Ironically, when meditation does work for weight loss, it’s often because the meditators have stopped trying to lose weight. “There’s the belief that if I stop trying to lose weight, I won’t do anything,” Hollenstein says. But in reality, meditation gives you the control to make sustainable food and fitness choices that serve, not sabotage you.

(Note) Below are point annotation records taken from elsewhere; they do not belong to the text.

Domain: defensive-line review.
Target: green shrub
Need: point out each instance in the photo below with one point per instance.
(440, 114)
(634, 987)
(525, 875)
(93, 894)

Whether you lose, gain or stabilize your weight once you start meditating, the research is clear: Meditation does have worthwhile physical and mental health benefits, including reduced pain, improved depression and anxiety symptoms, better memory and more energy.

3. Be consistent.

While something is better than nothing, to truly reap meditation’s rewards, you need to practice consistently – ideally daily – Kaplan says. Just like a biceps curl here and there isn’t going to help you throw a baseball more powerfully, a sporadic meditation practice isn’t going to strengthen those brain pathways enough to override old habits. “Meditation changes your behavior on the deepest levels of consciousness,” Kaplan says. “You don’t have to [have a goal to]start losing your appetite for behaviors that aren’t serving you.”

4. Be patient.

Again, like exercise, your behavior changes (and any resulting body changes) aren’t going to happen overnight. But the longer you meditate, the more you’ll start noticing how it’s affecting the rest of your life – perhaps you brush off a comment that would have weighed you down, or realize you actually don’t like birthday cake because it makes you lethargic. And while the more immediate type of reward diets promise is more appealing, meditation’s benefits are worth the wait. “This is the path that you can stay on for the rest of your life,” Hollenstein says. “Once you get on this path and you start to reference that internal wisdom and you start to make decisions that foster self-trust and self-confidence, you don’t need anything else.”